|Latin name||Archaster typicus|
|Common name||Sand Sifting Sea Star|
|Family||Asteroidea - Archaster|
|Origin||East Indian Ocean, Indonesia|
|Max length||30 cm (11.8")|
As aquarium fish
This is a popular sea star for marine aquariums as it keeps the sand bed clean.
This sea star might consumed all the detritus and micro organisms in the sand, as a result it might starve to death.
Therefore the sand shifting sea star should only be kept in large reef tanks.

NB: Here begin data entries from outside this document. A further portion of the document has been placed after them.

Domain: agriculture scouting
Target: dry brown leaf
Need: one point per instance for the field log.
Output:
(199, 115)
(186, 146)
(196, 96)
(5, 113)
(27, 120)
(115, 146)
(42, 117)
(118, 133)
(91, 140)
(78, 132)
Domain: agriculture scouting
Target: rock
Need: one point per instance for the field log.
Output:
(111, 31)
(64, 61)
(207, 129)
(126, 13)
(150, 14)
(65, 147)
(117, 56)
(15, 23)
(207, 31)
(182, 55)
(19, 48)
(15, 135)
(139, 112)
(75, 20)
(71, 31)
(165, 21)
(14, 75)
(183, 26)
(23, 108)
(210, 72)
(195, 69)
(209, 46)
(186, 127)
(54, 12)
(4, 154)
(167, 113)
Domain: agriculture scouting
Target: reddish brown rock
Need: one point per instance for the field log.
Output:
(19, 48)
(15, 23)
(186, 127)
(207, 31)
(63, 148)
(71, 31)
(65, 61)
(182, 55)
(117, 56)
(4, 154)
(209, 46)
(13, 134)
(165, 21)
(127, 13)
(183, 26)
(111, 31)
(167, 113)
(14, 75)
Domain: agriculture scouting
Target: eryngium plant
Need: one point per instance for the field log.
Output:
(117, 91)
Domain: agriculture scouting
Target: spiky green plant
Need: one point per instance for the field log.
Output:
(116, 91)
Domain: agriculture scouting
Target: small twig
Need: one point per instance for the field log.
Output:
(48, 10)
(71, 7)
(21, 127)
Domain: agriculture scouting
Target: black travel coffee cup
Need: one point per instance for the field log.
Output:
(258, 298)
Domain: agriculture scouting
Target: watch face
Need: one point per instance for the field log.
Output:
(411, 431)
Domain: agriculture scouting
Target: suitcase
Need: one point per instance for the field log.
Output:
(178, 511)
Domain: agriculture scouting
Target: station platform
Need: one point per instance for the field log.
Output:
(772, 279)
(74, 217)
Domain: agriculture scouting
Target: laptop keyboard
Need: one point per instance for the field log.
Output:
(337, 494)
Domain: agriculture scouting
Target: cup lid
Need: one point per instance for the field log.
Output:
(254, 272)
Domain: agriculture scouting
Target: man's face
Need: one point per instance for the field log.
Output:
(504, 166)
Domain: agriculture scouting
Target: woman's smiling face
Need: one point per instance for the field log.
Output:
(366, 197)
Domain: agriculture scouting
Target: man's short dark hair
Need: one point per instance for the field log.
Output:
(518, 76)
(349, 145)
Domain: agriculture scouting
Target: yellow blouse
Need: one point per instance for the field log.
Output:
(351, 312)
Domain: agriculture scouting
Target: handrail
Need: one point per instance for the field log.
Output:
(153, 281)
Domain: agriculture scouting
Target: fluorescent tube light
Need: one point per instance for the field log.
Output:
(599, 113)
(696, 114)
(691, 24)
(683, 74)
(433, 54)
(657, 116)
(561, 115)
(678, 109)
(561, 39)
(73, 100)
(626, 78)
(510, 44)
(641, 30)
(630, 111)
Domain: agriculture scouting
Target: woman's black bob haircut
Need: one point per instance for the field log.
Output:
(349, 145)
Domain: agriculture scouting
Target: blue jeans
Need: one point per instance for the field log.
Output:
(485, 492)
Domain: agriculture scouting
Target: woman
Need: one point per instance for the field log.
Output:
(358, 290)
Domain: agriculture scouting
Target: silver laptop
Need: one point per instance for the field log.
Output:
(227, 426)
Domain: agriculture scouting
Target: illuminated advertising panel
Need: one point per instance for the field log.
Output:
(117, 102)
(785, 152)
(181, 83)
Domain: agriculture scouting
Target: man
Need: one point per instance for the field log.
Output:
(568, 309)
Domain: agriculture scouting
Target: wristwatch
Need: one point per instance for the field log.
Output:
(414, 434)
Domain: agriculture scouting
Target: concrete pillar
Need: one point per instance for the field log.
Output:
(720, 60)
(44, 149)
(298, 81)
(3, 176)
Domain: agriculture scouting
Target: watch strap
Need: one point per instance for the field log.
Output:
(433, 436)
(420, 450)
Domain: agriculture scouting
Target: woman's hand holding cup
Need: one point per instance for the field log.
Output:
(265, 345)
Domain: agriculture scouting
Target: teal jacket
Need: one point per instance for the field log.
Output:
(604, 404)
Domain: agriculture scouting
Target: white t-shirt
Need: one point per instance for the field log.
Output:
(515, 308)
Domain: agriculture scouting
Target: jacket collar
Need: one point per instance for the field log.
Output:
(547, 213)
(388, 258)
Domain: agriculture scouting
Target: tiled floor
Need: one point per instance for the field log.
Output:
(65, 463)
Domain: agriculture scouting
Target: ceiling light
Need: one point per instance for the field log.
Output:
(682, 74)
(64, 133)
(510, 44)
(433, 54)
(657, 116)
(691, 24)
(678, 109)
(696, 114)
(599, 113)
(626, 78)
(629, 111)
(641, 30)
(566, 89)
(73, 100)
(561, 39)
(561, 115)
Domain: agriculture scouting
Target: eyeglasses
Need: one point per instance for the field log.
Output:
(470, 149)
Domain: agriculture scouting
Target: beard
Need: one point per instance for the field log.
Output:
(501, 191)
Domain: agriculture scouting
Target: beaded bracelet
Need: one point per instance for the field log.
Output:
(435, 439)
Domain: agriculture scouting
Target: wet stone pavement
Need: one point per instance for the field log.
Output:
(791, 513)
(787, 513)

One might be able to feed it by placing food in the sand, but this is not recommended.
Often sold under the name Astropecten polyacanthus.
Family description (Asteroidea)
Sea stars can be an essential part of a clean up crew, as many species live of algae and detritus.
Some species are even quite colorful.
Sea stars should not be kept in tanks with high levels of nitrate or phosphate, as they are more sensitive than most fish.
They might begin to "erode" if the water quality is low or if not provided with enough food.
Many species might be able to find enough food on their own in the aquarium, but if they show signs of starvation, one should feed them fish pellets or similar.
Some species are sensitive to air and changes in salinity, so be careful when moving and acclimating sea stars.
Most sea stars in the trade are harmless and beneficial, but one should be careful when purchasing species with spines, as these are often predatory.